Le ministre allemand de l'économie et le vice-chancelier Robert Habeck ont déclenché un système « d'alerte précoce » le 30 mars, le premier de trois niveaux de réponse pour créer une équipe de crise et accélérer la surveillance de l'approvisionnement en gaz. L'Allemagne importe près de 55 % de son gaz de la Russie, 33 % de son pétrole et 45 % de son charbon, et leurs réserves ne sont actuellement qu'à près de 25 % de leur capacité.
Habeck a dit que l'Allemagne était prête pour un arrêt soudain des approvisionnements russes en gaz mais a averti que les impacts pourraient être « considérables » et il a exhorté les consommateurs à éviter une pénurie en réduisant leur consommation, disant que « chaque kilowatt d'énergie épargnée aide ». Le deuxième niveau d'alerte exigerait des compagnies de l'industrie du gaz qu'elles prennent les mesures nécessaires pour réglementer l'approvisionnement.

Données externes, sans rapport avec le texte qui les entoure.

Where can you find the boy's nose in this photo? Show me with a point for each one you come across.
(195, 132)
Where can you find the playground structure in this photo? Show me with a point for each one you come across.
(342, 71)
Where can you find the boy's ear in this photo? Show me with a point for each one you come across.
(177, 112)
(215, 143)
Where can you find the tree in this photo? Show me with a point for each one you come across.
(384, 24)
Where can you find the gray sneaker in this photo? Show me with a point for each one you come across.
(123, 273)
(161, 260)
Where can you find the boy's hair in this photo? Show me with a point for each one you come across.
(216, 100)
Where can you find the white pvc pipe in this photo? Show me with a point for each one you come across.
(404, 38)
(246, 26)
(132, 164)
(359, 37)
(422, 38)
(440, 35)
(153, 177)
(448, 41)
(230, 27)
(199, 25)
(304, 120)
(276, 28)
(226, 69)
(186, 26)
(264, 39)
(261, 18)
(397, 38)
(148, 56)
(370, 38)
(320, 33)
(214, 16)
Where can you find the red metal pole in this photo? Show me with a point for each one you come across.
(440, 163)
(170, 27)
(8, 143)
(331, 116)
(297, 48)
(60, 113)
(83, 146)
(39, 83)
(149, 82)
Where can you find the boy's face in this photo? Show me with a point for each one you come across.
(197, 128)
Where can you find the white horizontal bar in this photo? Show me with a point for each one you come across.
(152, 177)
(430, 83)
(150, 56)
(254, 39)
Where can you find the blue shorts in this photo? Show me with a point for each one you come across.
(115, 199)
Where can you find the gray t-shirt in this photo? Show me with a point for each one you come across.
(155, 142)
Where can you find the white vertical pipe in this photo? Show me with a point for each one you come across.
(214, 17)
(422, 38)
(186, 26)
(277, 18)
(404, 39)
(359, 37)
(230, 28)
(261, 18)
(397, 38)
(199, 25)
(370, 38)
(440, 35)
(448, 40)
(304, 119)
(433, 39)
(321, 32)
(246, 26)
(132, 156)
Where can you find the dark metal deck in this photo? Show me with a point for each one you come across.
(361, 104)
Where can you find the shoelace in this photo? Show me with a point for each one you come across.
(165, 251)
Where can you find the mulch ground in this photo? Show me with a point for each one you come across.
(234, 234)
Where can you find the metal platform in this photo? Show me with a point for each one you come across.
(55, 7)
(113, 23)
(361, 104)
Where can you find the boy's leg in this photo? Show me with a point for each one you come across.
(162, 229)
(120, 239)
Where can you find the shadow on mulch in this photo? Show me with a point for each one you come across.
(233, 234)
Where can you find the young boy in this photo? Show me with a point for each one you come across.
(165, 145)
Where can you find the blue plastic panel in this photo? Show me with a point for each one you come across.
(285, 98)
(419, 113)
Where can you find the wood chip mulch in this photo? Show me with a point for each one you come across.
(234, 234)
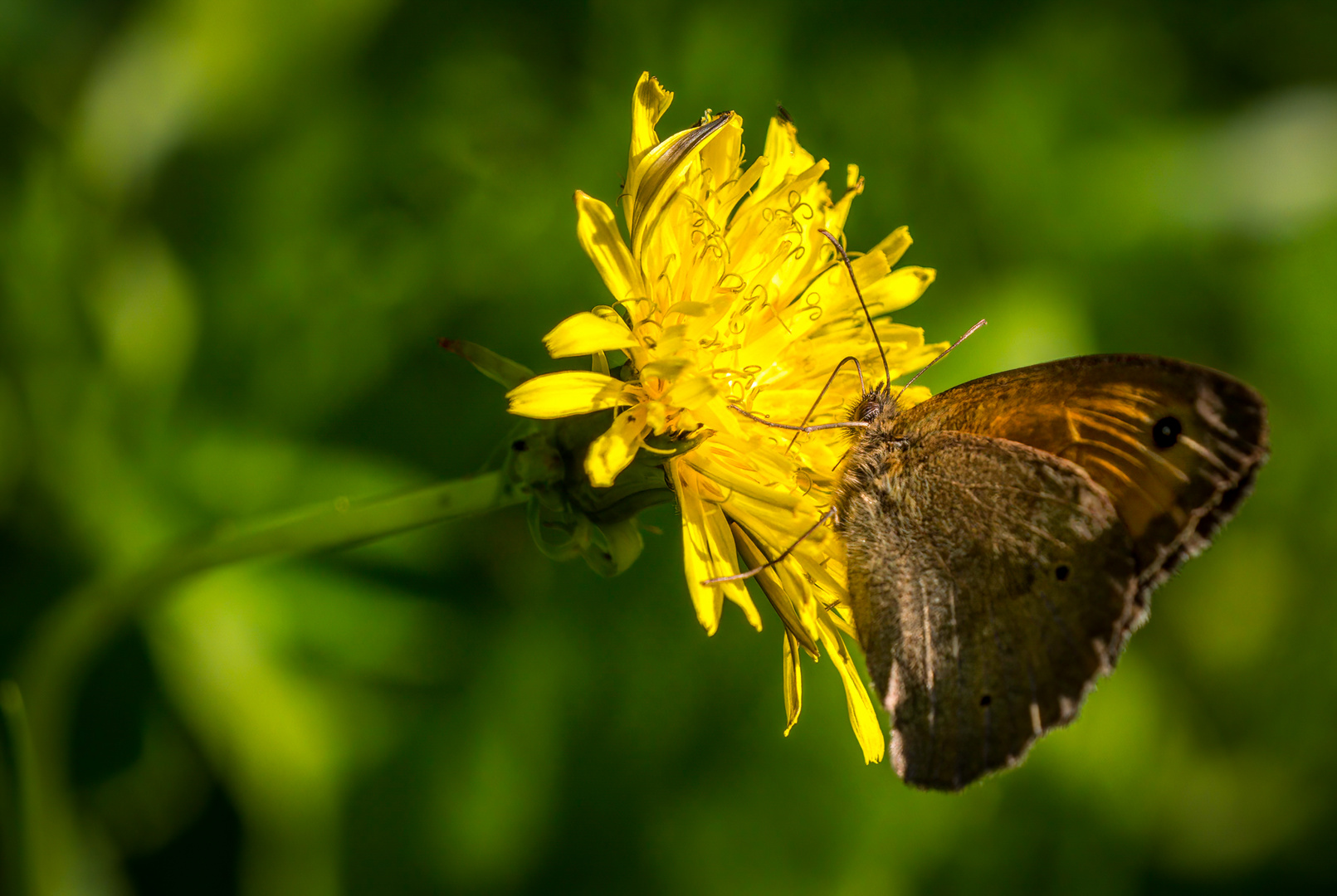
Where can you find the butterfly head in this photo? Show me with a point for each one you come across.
(873, 404)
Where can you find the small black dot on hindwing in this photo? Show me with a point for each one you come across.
(1166, 431)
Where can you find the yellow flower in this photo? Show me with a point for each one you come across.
(726, 295)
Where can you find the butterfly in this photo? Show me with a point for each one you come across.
(1004, 538)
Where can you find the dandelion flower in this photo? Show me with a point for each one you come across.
(726, 296)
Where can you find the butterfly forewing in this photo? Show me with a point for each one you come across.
(1169, 441)
(1004, 537)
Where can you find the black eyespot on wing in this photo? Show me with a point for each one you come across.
(1166, 431)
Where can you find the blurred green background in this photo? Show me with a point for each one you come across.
(230, 233)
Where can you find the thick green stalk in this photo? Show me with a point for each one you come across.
(74, 631)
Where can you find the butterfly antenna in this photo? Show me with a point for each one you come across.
(864, 305)
(941, 354)
(770, 563)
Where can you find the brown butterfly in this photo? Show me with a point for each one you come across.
(1006, 535)
(1004, 538)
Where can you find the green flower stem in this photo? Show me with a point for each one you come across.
(15, 792)
(74, 631)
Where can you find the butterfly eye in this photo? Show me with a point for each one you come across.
(1166, 432)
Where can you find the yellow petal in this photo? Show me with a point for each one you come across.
(899, 289)
(656, 177)
(709, 553)
(612, 451)
(666, 368)
(862, 718)
(586, 334)
(895, 245)
(695, 548)
(793, 682)
(693, 392)
(564, 393)
(774, 592)
(649, 103)
(599, 237)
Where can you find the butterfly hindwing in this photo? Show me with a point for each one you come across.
(993, 585)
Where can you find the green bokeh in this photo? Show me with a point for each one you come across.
(230, 233)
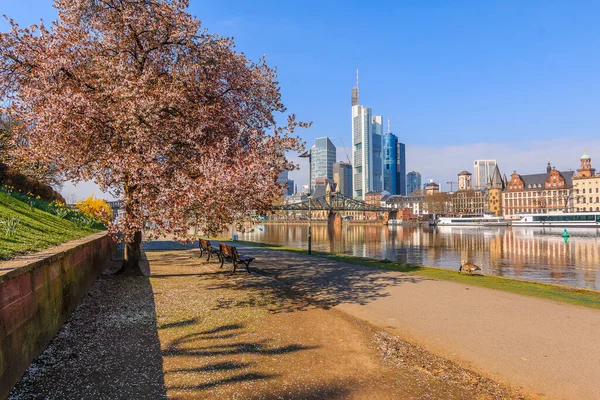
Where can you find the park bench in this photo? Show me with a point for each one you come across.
(230, 253)
(205, 245)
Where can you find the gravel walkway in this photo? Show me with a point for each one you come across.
(191, 331)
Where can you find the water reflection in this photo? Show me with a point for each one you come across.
(538, 254)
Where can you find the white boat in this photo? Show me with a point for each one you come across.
(559, 219)
(473, 220)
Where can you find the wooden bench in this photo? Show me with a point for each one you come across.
(206, 246)
(230, 253)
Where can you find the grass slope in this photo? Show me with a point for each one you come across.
(38, 229)
(566, 294)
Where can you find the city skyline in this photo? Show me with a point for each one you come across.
(484, 91)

Le troisième exigerait que l'État intervienne pour veiller à ce que ceux qui ont le plus besoin de gaz – comme les hôpitaux et les ménages privés – en reçoivent, a dit Habeck.

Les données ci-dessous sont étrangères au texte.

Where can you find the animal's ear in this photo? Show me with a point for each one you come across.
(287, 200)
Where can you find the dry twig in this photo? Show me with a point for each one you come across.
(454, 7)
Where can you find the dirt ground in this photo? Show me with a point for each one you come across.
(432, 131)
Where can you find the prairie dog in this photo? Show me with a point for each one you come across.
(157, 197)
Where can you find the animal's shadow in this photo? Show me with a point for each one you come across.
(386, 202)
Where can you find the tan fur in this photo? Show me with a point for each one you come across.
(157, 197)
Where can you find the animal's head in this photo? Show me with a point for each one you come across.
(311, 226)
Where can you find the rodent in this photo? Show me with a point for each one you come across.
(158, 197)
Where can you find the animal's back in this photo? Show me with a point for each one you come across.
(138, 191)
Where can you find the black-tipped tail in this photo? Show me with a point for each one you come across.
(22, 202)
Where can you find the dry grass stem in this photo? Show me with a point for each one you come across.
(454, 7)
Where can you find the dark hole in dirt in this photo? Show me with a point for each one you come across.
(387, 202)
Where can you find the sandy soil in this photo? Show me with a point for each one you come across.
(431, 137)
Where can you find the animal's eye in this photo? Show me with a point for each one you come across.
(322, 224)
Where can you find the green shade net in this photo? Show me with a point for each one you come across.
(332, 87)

Il n'est pas certain que les oligopoles privés vont suivre. Les oligopoles de pétrole et de gaz américains Halliburton et Koch, par exemple, n'ont pas quitté la Russie comme le gouvernement américain l'a demandé. En outre, la question de savoir si l'Allemagne s'en tiendra à ne pas se procurer plus de pétrole et de gaz en payant en roubles ou si elle le fera pour éviter les « impacts considérables » – y compris une plus grande résistance du peuple – ne peut être prédite ni par les États-Unis ni par l'OTAN. Ce qui est clair est que la Russie peut se trouver d'autres domaines d'exportation et peut avoir recours à d'autres tactiques telles que limiter les approvisionnements.
Aussi, de façon vraiment cruelle, lors de réunions avec l'OTAN, Biden a parlé de pénuries alimentaires sans se soucier des conséquences pour la classe ouvrière : « En ce qui concerne les pénuries alimentaires, oui, nous en avons parlé et elles seront réelles. Le prix de ces sanctions n'est pas imposé uniquement à la Russie. Il est aussi imposé à un grand nombre de pays, dont des pays européens et le nôtre aussi parce que, entre autres choses, la Russie et l'Ukraine ont été le grenier de l'Europe en blé. »
À cet égard, Cargill est un des principaux oligopoles alimentaires qui n'ont pas quitté la Russie et, comme les oligopoles de guerre, il profite du conflit actuel. Les profits des oligopoles énergétiques et alimentaires montent déjà en flèche, pendant que le peuple porte le fardeau des hausses des prix des aliments, du gaz et des autres denrées.